Eine verschlechterte Wirtschaftslage könnte ein fulminanter Anlass zum Abspecken sein. Im Großen zum Abspecken etwa von Militärausgaben (im Jahr 2019 beliefen sie sich auf 1,92 Billionen = 1.920.000.000.000 Dollar weltweit). Im Kleinen – und da sind wir wieder beim Einzelnen angelangt – u. a. zur Gewichtsreduktion. Das Übergewicht ist einer der größten Feinde sowohl des jungen als auch des alten Menschen. Den Jungen verdirbt es oft die Entfaltung eines gesunden Selbstbewusstseins, den Alten verdirbt es einen Gutteil ihrer Selbständigkeit. Es macht träge, faul und hinfällig. Im mittleren Alter kann man es mit gewissen Vorzügen kompensieren, aber dem Körper zuträglich ist es nie. Und als Ersatzbefriedigung taugt das Essen-in-sich-Hineinstopfen überhaupt nicht. Man muss sich schon um echte liebevolle Beziehungen zu seinen Mitmenschen bemühen, um Befriedigung in der Gemeinschaft zu finden. Gerade wenn sich die Schatten ringsum zusammenziehen, zeichnet sich dies immer deutlicher ab.
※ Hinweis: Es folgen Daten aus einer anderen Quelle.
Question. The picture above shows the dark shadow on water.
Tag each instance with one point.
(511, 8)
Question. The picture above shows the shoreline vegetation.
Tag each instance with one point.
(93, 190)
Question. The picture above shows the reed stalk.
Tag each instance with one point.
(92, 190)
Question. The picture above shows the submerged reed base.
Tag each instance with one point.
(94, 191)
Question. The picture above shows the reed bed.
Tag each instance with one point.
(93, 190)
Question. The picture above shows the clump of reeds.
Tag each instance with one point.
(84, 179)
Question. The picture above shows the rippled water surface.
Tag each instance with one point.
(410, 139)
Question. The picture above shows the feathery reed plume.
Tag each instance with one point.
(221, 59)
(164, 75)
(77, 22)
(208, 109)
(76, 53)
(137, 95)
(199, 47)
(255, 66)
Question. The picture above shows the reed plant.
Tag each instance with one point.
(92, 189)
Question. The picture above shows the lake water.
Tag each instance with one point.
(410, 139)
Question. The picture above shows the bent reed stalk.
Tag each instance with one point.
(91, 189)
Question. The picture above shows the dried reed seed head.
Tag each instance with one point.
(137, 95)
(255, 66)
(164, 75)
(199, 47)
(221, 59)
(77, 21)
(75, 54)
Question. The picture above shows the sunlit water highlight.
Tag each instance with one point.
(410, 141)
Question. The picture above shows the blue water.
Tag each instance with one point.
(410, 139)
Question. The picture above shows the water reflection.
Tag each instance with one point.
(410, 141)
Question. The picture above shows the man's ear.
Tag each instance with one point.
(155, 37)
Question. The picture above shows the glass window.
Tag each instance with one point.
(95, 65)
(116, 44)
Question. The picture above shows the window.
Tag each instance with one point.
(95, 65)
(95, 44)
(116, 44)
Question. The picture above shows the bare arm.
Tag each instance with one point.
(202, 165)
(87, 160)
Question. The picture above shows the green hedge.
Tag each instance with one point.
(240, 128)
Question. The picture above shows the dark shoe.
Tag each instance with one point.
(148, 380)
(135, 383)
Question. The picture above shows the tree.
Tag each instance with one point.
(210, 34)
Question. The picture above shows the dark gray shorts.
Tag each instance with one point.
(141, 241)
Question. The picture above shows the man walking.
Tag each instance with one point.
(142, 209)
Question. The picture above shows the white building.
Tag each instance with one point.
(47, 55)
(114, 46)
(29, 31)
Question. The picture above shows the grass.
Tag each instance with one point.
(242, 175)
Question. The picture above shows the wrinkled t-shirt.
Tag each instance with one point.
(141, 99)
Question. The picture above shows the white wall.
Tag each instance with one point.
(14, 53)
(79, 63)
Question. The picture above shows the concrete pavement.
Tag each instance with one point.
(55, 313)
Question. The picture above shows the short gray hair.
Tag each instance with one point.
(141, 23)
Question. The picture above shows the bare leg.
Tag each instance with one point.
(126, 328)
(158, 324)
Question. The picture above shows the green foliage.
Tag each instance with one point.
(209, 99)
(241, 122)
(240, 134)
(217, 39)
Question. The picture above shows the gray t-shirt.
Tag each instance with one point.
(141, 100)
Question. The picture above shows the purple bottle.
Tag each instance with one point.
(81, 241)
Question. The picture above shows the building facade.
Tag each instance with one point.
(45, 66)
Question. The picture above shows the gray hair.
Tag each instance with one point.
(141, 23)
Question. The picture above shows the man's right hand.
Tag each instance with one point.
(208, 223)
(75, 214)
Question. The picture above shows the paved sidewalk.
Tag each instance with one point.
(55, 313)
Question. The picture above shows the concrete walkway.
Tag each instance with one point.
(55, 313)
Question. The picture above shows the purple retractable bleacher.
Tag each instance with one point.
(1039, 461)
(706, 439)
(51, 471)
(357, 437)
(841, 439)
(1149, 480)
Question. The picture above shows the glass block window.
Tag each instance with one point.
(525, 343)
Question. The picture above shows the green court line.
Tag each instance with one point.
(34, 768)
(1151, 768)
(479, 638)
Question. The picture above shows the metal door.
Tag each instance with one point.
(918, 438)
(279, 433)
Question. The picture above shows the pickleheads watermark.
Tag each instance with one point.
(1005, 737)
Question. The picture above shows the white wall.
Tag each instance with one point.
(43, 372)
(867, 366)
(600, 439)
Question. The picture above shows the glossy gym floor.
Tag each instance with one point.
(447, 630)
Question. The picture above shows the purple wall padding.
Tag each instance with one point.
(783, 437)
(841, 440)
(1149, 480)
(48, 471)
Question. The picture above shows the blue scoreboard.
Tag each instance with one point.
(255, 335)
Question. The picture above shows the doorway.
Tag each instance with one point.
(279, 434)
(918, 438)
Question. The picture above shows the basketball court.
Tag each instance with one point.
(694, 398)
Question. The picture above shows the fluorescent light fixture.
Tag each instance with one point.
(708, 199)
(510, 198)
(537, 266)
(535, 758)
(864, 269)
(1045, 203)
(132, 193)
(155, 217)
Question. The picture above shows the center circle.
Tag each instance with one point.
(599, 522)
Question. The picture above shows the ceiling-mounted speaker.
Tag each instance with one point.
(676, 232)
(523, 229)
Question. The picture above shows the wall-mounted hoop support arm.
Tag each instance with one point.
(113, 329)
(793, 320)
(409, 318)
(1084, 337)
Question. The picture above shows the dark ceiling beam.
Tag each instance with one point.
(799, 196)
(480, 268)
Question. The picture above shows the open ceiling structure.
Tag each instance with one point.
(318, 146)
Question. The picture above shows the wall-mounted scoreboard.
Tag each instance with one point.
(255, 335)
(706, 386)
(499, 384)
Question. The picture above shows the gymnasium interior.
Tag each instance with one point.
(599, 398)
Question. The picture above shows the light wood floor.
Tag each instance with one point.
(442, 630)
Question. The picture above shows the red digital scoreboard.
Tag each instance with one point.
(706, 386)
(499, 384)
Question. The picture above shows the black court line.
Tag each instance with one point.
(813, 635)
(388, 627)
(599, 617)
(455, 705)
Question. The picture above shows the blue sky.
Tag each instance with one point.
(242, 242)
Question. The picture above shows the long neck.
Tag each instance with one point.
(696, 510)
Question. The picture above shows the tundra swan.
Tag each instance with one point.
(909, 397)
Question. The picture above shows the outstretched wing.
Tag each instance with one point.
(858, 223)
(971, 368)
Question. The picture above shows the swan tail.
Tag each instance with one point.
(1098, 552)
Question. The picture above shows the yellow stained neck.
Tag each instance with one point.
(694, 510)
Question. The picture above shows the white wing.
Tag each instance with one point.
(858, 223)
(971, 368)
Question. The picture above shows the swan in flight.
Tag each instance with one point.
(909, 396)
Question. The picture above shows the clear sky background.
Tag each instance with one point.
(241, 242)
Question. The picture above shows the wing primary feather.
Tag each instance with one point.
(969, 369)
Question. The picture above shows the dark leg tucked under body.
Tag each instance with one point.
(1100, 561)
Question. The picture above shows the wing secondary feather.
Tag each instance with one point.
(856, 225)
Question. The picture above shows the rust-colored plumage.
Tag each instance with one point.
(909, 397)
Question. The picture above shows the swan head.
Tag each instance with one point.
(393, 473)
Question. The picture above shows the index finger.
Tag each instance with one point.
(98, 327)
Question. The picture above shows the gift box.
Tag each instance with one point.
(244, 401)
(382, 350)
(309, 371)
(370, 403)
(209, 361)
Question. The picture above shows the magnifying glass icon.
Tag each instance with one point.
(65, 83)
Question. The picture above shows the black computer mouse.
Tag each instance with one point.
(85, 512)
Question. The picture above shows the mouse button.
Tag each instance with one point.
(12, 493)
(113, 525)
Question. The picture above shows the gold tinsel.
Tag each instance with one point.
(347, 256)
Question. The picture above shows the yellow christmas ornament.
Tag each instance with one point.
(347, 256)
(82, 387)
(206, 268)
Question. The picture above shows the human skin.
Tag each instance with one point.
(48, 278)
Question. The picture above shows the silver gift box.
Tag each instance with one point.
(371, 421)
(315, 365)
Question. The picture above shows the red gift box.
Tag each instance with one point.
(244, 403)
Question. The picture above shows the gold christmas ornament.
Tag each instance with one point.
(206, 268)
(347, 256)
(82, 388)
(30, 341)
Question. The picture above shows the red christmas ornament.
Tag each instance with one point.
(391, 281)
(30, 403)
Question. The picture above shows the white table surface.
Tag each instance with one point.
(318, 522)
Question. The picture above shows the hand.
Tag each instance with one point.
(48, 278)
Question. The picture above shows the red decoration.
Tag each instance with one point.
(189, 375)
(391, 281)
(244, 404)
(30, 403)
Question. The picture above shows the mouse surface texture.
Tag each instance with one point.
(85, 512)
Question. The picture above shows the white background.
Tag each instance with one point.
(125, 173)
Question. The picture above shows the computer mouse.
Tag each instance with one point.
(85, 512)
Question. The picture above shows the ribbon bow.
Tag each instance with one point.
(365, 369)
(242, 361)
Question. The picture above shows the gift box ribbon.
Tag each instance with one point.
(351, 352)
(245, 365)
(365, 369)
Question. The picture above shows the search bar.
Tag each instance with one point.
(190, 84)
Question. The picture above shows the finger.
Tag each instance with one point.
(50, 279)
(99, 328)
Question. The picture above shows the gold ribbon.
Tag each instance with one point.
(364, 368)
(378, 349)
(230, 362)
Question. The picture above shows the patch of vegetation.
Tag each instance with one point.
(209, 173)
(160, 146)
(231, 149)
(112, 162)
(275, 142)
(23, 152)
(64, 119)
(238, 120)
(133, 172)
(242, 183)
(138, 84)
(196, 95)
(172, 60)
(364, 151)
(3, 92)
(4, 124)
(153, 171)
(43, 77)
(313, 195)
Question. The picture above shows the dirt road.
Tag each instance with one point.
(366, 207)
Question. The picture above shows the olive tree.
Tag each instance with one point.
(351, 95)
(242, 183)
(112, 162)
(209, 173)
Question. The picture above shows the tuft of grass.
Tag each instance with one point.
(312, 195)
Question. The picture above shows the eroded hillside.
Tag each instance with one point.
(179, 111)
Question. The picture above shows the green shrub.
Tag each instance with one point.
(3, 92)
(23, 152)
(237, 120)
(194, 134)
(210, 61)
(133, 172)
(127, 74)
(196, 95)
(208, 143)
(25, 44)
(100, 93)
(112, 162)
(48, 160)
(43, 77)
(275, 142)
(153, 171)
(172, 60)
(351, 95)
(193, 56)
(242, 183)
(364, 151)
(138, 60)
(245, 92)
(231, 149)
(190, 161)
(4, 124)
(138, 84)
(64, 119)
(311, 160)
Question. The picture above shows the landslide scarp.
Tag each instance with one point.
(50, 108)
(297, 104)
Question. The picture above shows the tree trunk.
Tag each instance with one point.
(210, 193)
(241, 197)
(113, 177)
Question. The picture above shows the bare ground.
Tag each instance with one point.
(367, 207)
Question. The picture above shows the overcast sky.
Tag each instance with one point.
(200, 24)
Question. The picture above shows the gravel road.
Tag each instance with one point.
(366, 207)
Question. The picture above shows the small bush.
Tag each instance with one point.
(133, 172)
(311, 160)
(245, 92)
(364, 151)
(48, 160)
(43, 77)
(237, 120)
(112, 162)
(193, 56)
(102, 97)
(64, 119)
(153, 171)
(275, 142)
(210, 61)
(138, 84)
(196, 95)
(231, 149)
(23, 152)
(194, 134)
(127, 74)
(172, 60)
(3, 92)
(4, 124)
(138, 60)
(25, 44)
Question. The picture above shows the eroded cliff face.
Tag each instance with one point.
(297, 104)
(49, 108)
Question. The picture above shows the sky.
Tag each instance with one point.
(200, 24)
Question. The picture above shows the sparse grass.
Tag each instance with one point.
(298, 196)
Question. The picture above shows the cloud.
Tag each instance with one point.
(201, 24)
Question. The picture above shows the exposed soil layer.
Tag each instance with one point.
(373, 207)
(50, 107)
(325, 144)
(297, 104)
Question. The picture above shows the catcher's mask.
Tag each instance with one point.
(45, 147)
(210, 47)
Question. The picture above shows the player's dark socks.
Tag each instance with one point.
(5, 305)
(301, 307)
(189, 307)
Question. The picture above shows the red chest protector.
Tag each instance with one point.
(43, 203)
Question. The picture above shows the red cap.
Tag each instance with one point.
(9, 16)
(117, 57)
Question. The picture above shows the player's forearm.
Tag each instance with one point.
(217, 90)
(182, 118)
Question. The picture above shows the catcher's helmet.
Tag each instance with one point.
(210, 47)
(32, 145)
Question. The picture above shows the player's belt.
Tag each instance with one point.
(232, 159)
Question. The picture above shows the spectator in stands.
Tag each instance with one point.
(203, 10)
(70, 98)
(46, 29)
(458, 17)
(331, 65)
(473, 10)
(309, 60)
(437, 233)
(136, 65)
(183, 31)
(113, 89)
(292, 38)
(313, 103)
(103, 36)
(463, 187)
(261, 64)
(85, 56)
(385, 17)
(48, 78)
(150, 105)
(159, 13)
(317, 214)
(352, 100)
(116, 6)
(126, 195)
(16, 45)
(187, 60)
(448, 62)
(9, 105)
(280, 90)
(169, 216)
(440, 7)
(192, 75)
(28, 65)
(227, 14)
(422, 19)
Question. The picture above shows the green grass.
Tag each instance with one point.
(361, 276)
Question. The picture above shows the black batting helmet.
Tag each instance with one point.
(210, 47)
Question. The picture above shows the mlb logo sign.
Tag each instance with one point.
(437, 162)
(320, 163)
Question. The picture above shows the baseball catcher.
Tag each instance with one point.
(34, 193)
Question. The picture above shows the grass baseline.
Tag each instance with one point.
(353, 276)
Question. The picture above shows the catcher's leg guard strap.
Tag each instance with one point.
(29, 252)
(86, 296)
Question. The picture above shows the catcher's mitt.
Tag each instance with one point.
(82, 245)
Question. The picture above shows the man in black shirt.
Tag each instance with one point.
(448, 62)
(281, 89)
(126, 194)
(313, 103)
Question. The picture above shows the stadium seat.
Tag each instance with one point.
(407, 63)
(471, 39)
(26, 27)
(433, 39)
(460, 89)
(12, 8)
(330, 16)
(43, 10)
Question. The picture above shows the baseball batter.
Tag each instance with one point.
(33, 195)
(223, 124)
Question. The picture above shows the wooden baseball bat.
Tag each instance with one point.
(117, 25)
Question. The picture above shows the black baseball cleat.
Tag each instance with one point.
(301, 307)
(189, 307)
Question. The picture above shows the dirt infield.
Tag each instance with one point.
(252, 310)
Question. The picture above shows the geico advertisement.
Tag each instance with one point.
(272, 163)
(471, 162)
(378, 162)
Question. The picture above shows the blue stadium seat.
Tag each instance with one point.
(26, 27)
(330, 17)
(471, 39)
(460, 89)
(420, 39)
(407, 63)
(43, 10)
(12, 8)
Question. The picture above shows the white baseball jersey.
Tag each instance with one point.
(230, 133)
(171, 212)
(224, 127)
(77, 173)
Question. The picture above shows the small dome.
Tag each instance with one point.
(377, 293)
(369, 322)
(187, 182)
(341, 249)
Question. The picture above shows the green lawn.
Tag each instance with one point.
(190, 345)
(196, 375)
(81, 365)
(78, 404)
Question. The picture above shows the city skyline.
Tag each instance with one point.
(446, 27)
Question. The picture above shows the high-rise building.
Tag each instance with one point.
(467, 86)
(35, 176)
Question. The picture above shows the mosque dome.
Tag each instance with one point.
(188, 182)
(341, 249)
Es ist bereits erwähnt worden, dass innere Einstellungen grundlegend sind für unser menschliches Verhalten und letztlich für unsere Persönlichkeitsformung. Sollte es SARS-CoV-2 und Konsorten gelingen, die inneren Einstellungen einer größeren Menge von Personen auf ein ethisch sanft angehobenes Niveau zu hieven, wäre dies ein merkwürdiger und dennoch kalmierender Gedanke.
Die Evolution ist seit jeher nach dem Prinzip verfahren, „Antwort zu geben“. Sie antwortet auf physikalische und chemische Gesetze mit Neubildungen. Sie antwortet auf Mutationen lebender Organismen mit Selektion des sich Bewährenden. Sie antwortet auf Ungleichgewichte mit Austarierung. Zweifellos antwortet sie auch auf Massenverfehlungen des Homo sapiens, und dies ist kein Spaß. Wenn der Konsumwahn und die Überbevölkerung auf unserem Planeten voranschreiten, wird die Evolution Antworten darauf parat haben. Hoffen und beten wir, dass es nicht Antworten wie Pandemien sind.